Quoting the two politicians, the Berlingske Tidende ran a headline declaring that “Foreign citizens will now flock to Denmark”.

Thulesen said that the court ruling “gives a signal that it is possible to come to Denmark to study, and since a comparatively large number of our courses are taught in English, this will be a haven for people.

“The Danish People’s Party wants the government to act and find some way out of this,” Mads Rørvig told Berlingske Tidende, “so that Danish taxpayer’s money first and foremost goes to Danish citizens.”

People in higher education have taken a different view. John E Andersen, chair of the department of Scandinavian studies and linguistics at Copenhagen University, who for many years headed its international office, told University World News:

“For us working at universities, wanting to attract strong foreign talent, this is a good development. Competition for places on our graduate programmes will be tougher. Remember that the large BA programmes only to a very limited degree are taught in English and therefore will be closed for EU citizens.

Professor Jens Oddershede, head of the Danish Rector’s Conference, told University World News: “I notice with great satisfaction that the proposal has limited economic consequences.”

The ministry is now working on how to revise the regulations in the student support system for foreigners, and said that citizens from other EU states who receive student support will have to document every four months that they are still employees or are self-employed according to EU law.

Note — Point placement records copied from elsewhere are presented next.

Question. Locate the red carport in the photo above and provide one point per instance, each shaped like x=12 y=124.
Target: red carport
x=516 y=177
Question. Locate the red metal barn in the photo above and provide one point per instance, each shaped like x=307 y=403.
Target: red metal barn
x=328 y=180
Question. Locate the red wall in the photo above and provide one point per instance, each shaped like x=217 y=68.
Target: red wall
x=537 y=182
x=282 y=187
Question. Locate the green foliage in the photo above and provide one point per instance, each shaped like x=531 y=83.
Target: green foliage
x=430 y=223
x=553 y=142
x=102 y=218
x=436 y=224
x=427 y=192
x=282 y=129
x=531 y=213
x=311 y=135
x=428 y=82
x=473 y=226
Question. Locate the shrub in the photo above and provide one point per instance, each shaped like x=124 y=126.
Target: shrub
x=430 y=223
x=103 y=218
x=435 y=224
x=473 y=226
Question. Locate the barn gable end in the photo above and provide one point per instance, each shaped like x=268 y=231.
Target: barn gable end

Meanwhile, it emerged last week that Danish universities will have to pay fines totalling DKK 97.5 million for accepting more foreign exchange students than the numbers of home students who study abroad, according to metroXpress.

“The goal is to get more Danish students to go out on foreign exchange,” Minister Østergaard, told metroXpress.

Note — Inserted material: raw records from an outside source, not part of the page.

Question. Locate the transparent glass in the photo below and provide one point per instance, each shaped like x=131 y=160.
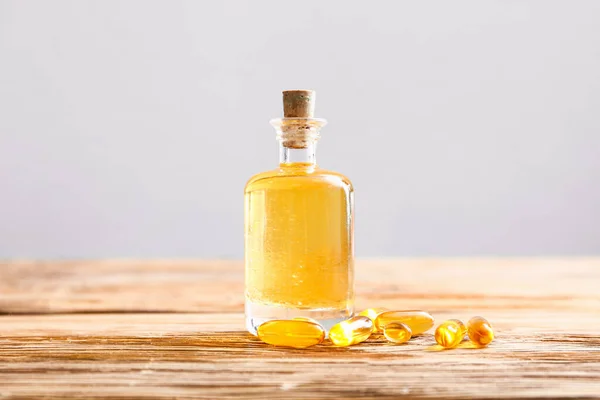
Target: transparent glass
x=299 y=250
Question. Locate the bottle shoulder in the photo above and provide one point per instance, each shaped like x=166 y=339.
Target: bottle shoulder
x=310 y=176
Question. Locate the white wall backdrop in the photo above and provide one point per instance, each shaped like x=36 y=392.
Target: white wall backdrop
x=128 y=128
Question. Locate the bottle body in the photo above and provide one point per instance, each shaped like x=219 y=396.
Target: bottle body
x=299 y=250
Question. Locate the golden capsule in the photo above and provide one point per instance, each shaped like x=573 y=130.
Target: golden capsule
x=450 y=334
x=417 y=321
x=308 y=319
x=291 y=333
x=480 y=331
x=397 y=332
x=372 y=313
x=351 y=331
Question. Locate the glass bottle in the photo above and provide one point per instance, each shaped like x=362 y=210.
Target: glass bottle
x=299 y=229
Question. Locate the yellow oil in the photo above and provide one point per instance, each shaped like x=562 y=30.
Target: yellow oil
x=298 y=238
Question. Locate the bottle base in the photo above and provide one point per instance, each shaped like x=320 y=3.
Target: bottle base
x=257 y=314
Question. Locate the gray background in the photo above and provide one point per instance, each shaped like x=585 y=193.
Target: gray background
x=128 y=128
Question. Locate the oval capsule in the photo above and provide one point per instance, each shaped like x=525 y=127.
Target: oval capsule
x=351 y=331
x=450 y=334
x=480 y=331
x=417 y=321
x=397 y=332
x=291 y=333
x=372 y=313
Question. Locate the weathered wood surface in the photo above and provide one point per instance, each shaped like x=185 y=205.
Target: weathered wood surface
x=123 y=329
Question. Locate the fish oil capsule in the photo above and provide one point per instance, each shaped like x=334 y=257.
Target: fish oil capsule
x=291 y=333
x=450 y=334
x=417 y=321
x=480 y=331
x=372 y=313
x=397 y=332
x=308 y=319
x=351 y=331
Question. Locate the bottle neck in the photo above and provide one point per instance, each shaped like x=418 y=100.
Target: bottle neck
x=305 y=156
x=298 y=140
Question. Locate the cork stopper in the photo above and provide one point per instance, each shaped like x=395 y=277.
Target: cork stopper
x=298 y=103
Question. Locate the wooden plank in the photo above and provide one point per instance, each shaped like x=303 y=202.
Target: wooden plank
x=59 y=337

The Copenhagen Post reported that universities had broken regulations that say the number of incoming foreign students must equal the number of Danish students who go to foreign universities.

Kristian Thorn, deputy rector of Aarhus University, described the punishment as self-defeating. "It is very inexpedient that we are being punished for attracting students from abroad when the national ambition is to make Danish universities more international," Thorn told metroXpress.

Østergaard said he was considering revising the regulations, as they might not be the “right way to achieve our goals”.